Transforming Prototypes into Production Systems

08 Apr 2025 Engineering GenAI Inference Pipelines: Transforming Prototypes into Production Systems

Posted by Lettisia George

At Shine Solutions, we’re developing our AI Engineering capabilities to bridge the gap between prototypes and production-ready systems. Our recent collaboration with climate researchers has given us the opportunity to explore how we can do this whilst augmenting foundation models to deliver customised and trusted insights.

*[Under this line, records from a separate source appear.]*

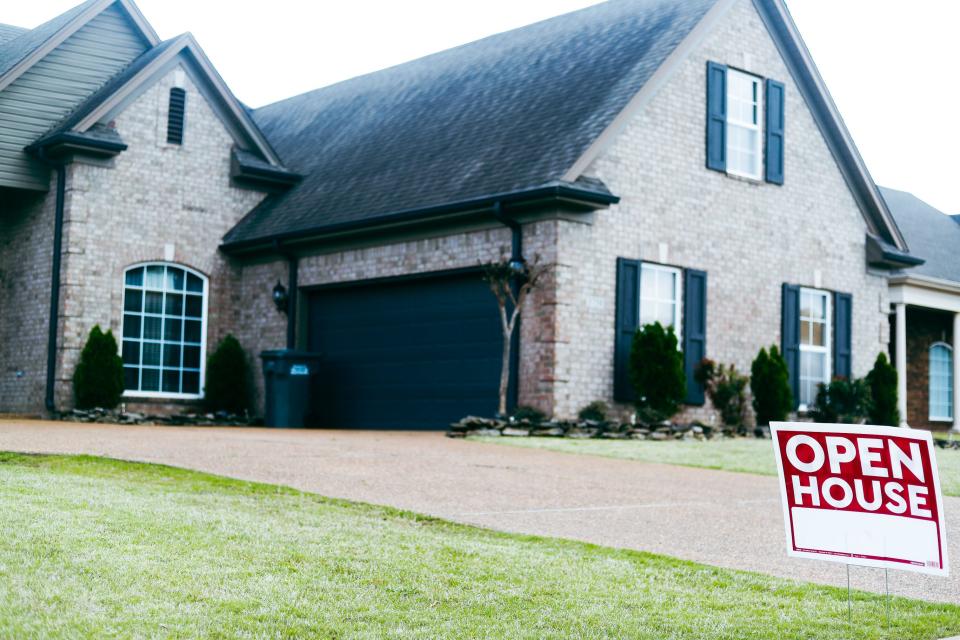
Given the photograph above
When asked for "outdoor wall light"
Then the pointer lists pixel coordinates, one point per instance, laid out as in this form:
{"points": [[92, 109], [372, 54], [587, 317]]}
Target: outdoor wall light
{"points": [[280, 298]]}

We’ve built a Retrieval-Augmented Generation (RAG) inference pipeline on AWS, that can process concurrent complex requests in a cost effective, scalable and performant manner. RAG is a technique that enhances LLM responses by retrieving relevant external knowledge and including it with a custom prompt before generating a response. This article shares our learning journey and the architectural decisions we’ve been exploring along the way.

The climate misinformation detection system we are helping the researchers with, helps identify and debunk false claims about climate change. When presented with a statement that might contain misinformation, the system analyses it, checks it against scientific facts, and provides a clear, structured response that explains why the claim is misleading. The output includes verified facts supported by current research, making it easier for people to understand complex climate issues and recognise common misconceptions.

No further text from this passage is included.